Angriff soll sieben Minuten gedauert haben
Es könne sein, dass der Angreifer seine Waffe im Club gelassen und sich im Tumult unter die Flüchtenden gemischt habe. Mindestens ein bewaffneter Angreifer war Sonntagfrüh kurz nach Beginn des neuen Jahres in den örtlich weithin bekannten Nachtclub „Reina“ am Bosporusufer eingedrungen und hatte minutenlang wahllos auf Hunderte von Feiernden geschossen. Sieben Minuten soll der Angreifer geschossen haben, bis zu 180 Schüsse sollen gefallen sein, berichten türkische Medien.

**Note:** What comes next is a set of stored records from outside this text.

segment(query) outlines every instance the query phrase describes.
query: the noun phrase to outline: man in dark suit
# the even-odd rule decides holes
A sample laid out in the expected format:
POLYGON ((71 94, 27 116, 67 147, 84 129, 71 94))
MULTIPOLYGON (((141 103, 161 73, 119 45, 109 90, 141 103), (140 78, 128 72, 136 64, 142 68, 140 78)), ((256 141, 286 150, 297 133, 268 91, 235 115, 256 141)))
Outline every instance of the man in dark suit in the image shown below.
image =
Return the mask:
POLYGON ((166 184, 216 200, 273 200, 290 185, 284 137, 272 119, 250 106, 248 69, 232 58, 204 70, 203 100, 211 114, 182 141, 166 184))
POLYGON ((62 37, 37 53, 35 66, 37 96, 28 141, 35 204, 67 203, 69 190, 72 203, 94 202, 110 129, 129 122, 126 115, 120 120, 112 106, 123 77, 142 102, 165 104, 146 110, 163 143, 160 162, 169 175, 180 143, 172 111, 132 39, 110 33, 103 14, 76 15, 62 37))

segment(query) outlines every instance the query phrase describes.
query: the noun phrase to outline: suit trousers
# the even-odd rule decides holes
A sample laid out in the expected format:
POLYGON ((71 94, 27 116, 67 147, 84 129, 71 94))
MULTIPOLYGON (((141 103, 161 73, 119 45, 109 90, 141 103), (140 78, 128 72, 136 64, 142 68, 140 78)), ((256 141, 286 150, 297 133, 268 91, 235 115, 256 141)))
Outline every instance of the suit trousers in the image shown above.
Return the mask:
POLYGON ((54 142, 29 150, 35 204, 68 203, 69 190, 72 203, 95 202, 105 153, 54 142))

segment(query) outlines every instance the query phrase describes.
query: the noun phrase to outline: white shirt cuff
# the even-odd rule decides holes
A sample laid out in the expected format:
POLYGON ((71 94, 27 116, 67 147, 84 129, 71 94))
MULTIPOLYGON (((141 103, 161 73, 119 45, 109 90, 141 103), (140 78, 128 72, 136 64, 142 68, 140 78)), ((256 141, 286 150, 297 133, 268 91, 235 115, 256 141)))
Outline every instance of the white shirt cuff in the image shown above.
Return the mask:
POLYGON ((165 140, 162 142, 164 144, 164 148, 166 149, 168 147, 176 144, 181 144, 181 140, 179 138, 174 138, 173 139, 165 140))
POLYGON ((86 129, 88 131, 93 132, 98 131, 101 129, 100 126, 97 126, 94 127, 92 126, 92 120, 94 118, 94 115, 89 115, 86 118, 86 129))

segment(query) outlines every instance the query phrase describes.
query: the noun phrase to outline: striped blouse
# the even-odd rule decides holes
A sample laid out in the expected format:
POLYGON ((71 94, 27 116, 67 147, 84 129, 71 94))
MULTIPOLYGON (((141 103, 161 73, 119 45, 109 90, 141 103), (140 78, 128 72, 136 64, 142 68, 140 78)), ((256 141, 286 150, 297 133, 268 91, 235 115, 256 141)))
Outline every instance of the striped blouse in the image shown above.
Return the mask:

Unterdessen arbeiten die Ermittler „mit Nachdruck“ daran, den Täter zu identifizieren, sagte Yildirim. Innenminister Süleyman Soylu erklärte, der Attentäter habe sein Gewehr unter einem Mantel verborgen und womöglich die Kleidung gewechselt, bevor er den Club verließ. „Ich hoffe, er wird schnell gefasst, so Gott will.“
Attentäter aus Kirgistan oder Usbekistan?
Die Tatsache, dass der Angriff einem vornehmen Club galt, in dem auch Ausländer verkehren, werteten Beobachter in der Türkei als Hinweis auf einen möglichen islamistischen Hintergrund. Nach dem türkischen Einmarsch im August in Syrien hatte der Anführer des IS, Abu Bakr al-Bagdadi, im November zu Anschlägen in der Türkei aufgerufen.
Die Zeitung „Hürriyet“ berichtete am Montag ohne Angaben von Quellen, es gebe Vermutungen, wonach der flüchtige Attentäter aus Kirgistan oder Usbekistan stamme und etwas mit dem IS zu tun habe. Die Ermittler schließen dem Bericht zufolge nicht aus, dass der Mann mit der mutmaßlichen IS-Zelle zusammenhängt, die im vergangenen Juni den dreifachen Selbstmordanschlag auf den Istanbuler Atatürk-Flughafen mit 47 Toten verübt haben soll.
Der Zeitung zufolge hatten Polizei und Geheimdienste in der Türkei vor Silvester Informationen über möglicherweise zum Jahreswechsel bevorstehende Anschläge in verschiedenen Städten erhalten. Im Dezember habe es in diesem Zusammenhang Razzien und Festnahmen gegeben. Am 30. Dezember sei dann eine Geheimdienstwarnung aus den USA über die Gefahr von IS-Anschlägen in Istanbul oder Ankara am kommenden Tag eingegangen.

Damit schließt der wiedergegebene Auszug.